– Это какой-то бред… – едва слышно прошептала она, еле сдерживая слезы, застывшие в глазах.
– Надеюсь, что через полчаса тебя здесь уже не будет! – ответил он на это и исчез на втором этаже.
Лилит опустила голову и закрыла лицо руками, садясь на диван.
Но сколько Лилит не пыталась закрывать и открывать глаза – сон не заканчивался.
С каждой минутой ей становилось все хуже и хуже, отчаяние пробивалось сквозь гордыню, высвобождая слезный дождь. Она старательно терла руками под глазами, чтобы никто не увидел мокрые следы, старательно натягивала маску равнодушия, но она никак не хотела держаться на ее лице и, каждые пять секунд, падала на пол, разбиваясь в дребезги. Дрожащей рукой, Лилит шарила по полу в поисках осколков и снова, по одному, прикладывала их к лицу. Но все безрезультатно. Настоящие чувства пробивалось наружу, пытаясь сбежать из душевной мглы, а Лилит их так идеально и долго прятала, что Левиафан порой сомневался, а есть ли другая, искренняя и настоящая Лилит?
Задумываясь над вопросом: какая боль тяжелее и мучительнее, физическая или душевная, можно легко узнать ответ, например, сравнив порезанный палец, и ситуацию, когда бросает любимый человек. Боль в пальце забывается мгновенно, за секунду, и от нее больше ничего не остается, и никогда о ней не вспоминается.

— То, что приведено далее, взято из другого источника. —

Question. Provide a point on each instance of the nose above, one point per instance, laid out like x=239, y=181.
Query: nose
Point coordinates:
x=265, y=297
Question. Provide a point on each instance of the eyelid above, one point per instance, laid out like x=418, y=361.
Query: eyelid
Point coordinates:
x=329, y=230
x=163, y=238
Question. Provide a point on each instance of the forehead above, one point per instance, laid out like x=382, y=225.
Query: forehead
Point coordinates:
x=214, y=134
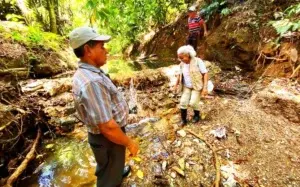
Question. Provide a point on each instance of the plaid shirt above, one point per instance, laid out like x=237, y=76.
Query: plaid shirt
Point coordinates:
x=97, y=99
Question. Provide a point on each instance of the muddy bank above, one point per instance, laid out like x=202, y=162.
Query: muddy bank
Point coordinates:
x=170, y=155
x=244, y=39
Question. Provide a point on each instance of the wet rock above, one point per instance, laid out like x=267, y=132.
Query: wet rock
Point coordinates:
x=182, y=133
x=157, y=169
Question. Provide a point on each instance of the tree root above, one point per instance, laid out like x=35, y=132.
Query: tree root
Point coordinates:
x=25, y=162
x=216, y=158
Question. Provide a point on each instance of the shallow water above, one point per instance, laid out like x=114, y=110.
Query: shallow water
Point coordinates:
x=71, y=164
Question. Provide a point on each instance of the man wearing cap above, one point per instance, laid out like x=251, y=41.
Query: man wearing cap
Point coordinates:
x=195, y=22
x=100, y=107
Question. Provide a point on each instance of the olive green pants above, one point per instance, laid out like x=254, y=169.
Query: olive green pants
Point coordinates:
x=110, y=158
x=190, y=97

А боль, причиненная любимым человеком, жжет еще долгое время, неторопливо и безразлично. Душевная мука холодно и настойчиво гладила порезанный палец Лилит, прямо по мясу. Она издевалась над ней, пытаясь напомнить о физике тела, заранее зная, что осколок маски остался внутри, но о нем никто больше не вспомнит. Единственная палочка-выручалочка в виде самолюбия, которая бессильным голосом силилась шептать о гордости, и что о ней никто не смеет забывать. Самолюбие старалось погреть застывшие руки и взглянуть изнутри в пустые глаза, тем самым, норовя вселить туда надежу – неясную, глупую, может быть умную и бессмысленную, но все-таки надежду. Но Лилит лишь отгоняла руками настойчивое самолюбие, она поддалась моральной боли, а любовь тихонько смеялась, вспоминая прошлое. Любовь всегда смеется последней в таких ситуациях. Она награждает терзаниями, а сама сидит в уголке и хохочет, подкидывая поленья для разжигания боли и подливая на нее масло, чтобы ярче и дольше горело. И Лилит обжигало, но самолюбие все-таки сместило хохотушку-любовь, подселив в разум досаду, обиду и гнев, а боль продолжала жечь сосуды и нервы. Лилит стукнула кулаком по столу, взглянув наверх. Левиафан услышал шум и пошел посмотреть, что происходит. Он тихо подошел к углу и выглянул из-за него. Лилит сидела на диване, уткнувшись лицом в одну руку, а вторая лежала на столе, сжатая в кулаке. Он улыбнулся и вытянул ноги, садясь прямо на пол.